Onze entrepreneurs inspirants

Investisseurs et Partenaires coédite un recueil de portraits d’entrepreneurs africains, engagés dans la réponse aux besoins des Africains dans leur quotidien. Des expériences personnelles destinées à faire école.

Par Laurent Soucaille

« Onze portraits inspirants d’entrepreneurs engagés. » Tel est le propos de Nathalie Madeline, autrice de Bâtisseurs d’Afrique. Tous ont en commun d’avoir été, un jour ou l’autre, soutenu par Investisseurs et Partenaires, la société de Capital Equity particulièrement active en Afrique.

Heureusement, au-delà de cet angle promotionnel, l’ouvrage est riche d’aventures humaines remarquables. Ces entrepreneuses et entrepreneurs – deux femmes seulement ici présentées –, ont d’autres points communs.

« L’ouvrage tourne autour d’une valeur qui me semble essentielle : le partage », écrit Salif Traoré, alias A’Salfo, du groupe Magic System, qui signe la préface. « Des entrepreneurs qui partagent leurs parcours de vie, leurs réussites, leurs déconvenues. »

Notamment, celui non pas d’avoir eu l’invention géniale, l’idée absurde à laquelle ne croyait, mais au contraire d’avoir cerné un marché, d’avoir entendu la demande africaine.
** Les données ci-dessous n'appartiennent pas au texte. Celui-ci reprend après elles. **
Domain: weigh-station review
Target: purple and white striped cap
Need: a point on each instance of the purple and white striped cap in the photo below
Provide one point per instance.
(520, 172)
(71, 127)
Et d’avoir cru possible d’engager les moyens humains et matériels pour y répondre.

Voilà pourquoi on retrouve ces entrepreneurs dans des marchés comme celui de l’accès à l’eau, à l’électricité, aux médicaments, à l’énergie, sans oublier l’agro-business. Avec un défi pour ses promoteurs, nourrir l’Afrique – et parfois exporter hors du continent –, sans épuiser les ressources.

Dans de nombreux cas, ces réussites professionnelles passent par la création ou l’adaptation à un écosystème particulier. On y apprend comment réussir, à Madagascar, à fédérer une kyrielle de producteurs d’holothuries, un mets surtout prisé des Chinois.

Il s’agit de créer un marché rentable qui ne met pas en péril la vie sauvage de cet animal, à l’aspect peu attirant mais essentiel à l’équilibre de nos océans. Prises de marché, contacts, échange de service, et même surveillance quasi-policière des éleveurs sont au programme. Le tout, en résistant aux groupes chinois qui auraient bien raflé la mise sans assumer les risques.

Le rôle de tous les acteurs

Projets sociaux et projets économiques se côtoient. L’un ne va pas sans l’autre : répondre à un marché, c’est aussi rechercher la rentabilité. Loin des clichés véhiculés par la littérature sur l’entrepreneuriat « dépassement de soi, sens de l’effort, offrir le bonheur aux autres… », nous voyons que créer une entreprise, c’est avant tout savoir convaincre, savoir concevoir un business plan, savoir s’entourer et savoir animer une équipe.

Bien sûr, nous retrouvons aussi, comme le souligne Jean-Michel Severino, « l’envie de créer, et plus encore que celle d’être indépendant, et celle de contribuer ». Pour certains, le projet social est prédominant, explique le président de I&P, pour d’autres, il accompagne un projet qui est d’abord économique. « Mais l’envie d’impacter positivement son environnement est universelle. »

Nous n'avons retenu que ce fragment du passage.